Biking feels good, it reduces my carbon footprint, and it’s better for my wallet because I’m not spending cash on gas. Those are the obvious reasons to get out on a bike.
Lately though I’ve been thinking, that riding my bike is also a small act of rebellion. A rebellion against my lazy-self who’d rather sleep in than cycle to work. But then I saddle up, put the helmet on my head, feel fresh air against my face and the thought of the car feels like a cage. I am then so thankful for the pedals under my feet and sun on my arms.
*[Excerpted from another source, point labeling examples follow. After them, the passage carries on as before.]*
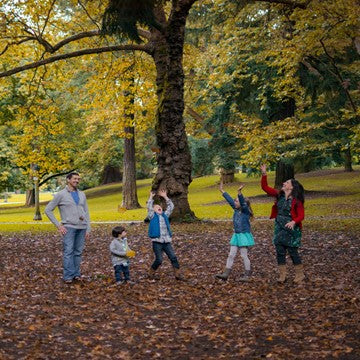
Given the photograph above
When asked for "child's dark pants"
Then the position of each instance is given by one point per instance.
(281, 254)
(119, 269)
(167, 248)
It’s worth it.
Riding a bike also feels like a rebellion against the tidal wave of motorists in Reno who haven’t ridden a bike since they were 12 and forget how naked it feels to have to share the road with semi-trucks and minivans blowing by you at 50mph.
It’s a rebellion against those who honk at me when I’m riding in the bike lane, who speed up as they pass and threaten me with a middle finger and a near a side swipe.
I obey the rules of the road, and you should too if you’re a driver and give me three-feet when you pass by, as is required of you by law (NRS 484B.270).
I’ve noticed that drivers in this town can be highly aggressive to a bicycle commuter, which fuels my fire even more to keep riding the streets every day as a visible reminder to people to share the road, to slow down, pay attention, and maybe even inspire them to get out of their steel boxes and into the open air.
Do it for your health, for your community, for the Earth, for whatever reason… “Just ride a bike, and get there free.”